A história tem uma função estratégica para a democracia. Ela define um referencial concreto e rigoroso para averiguação dos acontecimentos que se relatam, indica qual a relevância das evidências que tornam verificável um evento ocorrido no passado, deixa claro que fato histórico não é invenção. Nas operações de método da história cabem diversas modalidades reconstitutivas do passado que são fabricadas a partir de um artesanato próprio: interpretações, argumentos, hipóteses. Se os fatos forem manipulados e a confiança na sua veracidade histórica for eliminada, as pessoas acreditam no que querem ouvir ou naquilo que lhes parece ser mais conveniente em determinada circunstância; tudo se resume a uma questão de opinião e à melhor versão em curso. As consequências são imediatas para o funcionamento da democracia: quando as linhas divisórias entre verdade e fraude ficam indistintas, deixa de existir uma base factual para se questionar o poder.
A mentira permite reescrever a história e a democracia pode cair por corrosão porque ninguém mais sabe ao certo quais são os limites – ela é livre de fidelidade em relação a todo o conteúdo apresentado. Não há contas a prestar, não existe contraditório ou a necessidade de debater posições divergentes. O historiador é um perigo para as tiranias, argumentava a pensadora política Hannah Arendt, porque seu trabalho se sustenta em uma única modalidade de verdade – a verdade factual. Significa fazer a ostentação pública de fatos que não podem ser modificados pela vontade de quem ocupa o poder, nem podem ser demovidos a não ser por força de mentiras cabais; por essa razão, seu contrário não é o erro, nem a ilusão, nem a opinião, e sim a falsidade deliberada, a mentira. Arendt explicava que eliminar a verdade factual faculta ao governante dar um passo no sentido do totalitarismo. A produção da verdade passa a ser função exclusiva do Estado – e aquilo que esclarece acontecimentos sociais, econômicos ou políticos está sempre oculto. Só pode ser revelado pelo líder, o único capaz de desvendar os segredos do poder e expô-los ao povo.

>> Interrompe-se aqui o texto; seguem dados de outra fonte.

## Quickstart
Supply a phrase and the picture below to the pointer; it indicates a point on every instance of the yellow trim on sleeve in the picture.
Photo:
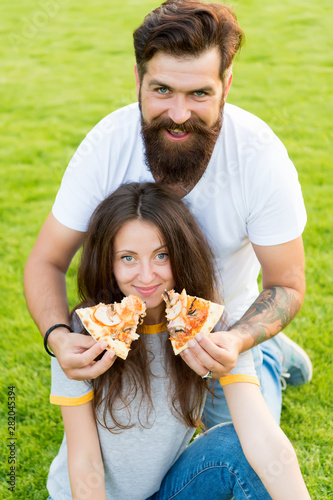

Os brasileiros sabem hoje como morre a democracia. Nos últimos anos, descobrimos chocados que a democracia nunca está garantida de uma vez por todas – se suas defesas forem baixadas, o caminho estará desimpedido para o retorno às formas políticas da tirania. E o futuro também depende das perguntas que se pode fazer à história. Conhecer onde estão fincadas em nosso passado as raízes da liberdade e da democracia é parte de um legado; atua contra a solidão e a indiferença e esboça para o presente algumas das maneiras como renasce a democracia. Vai dar trabalho, decerto. Mas é o começo de uma grande oportunidade. Então, é necessário agir. Afinal, nenhum de nós sabe por quanto tempo uma sociedade consegue sobreviver sem futuro.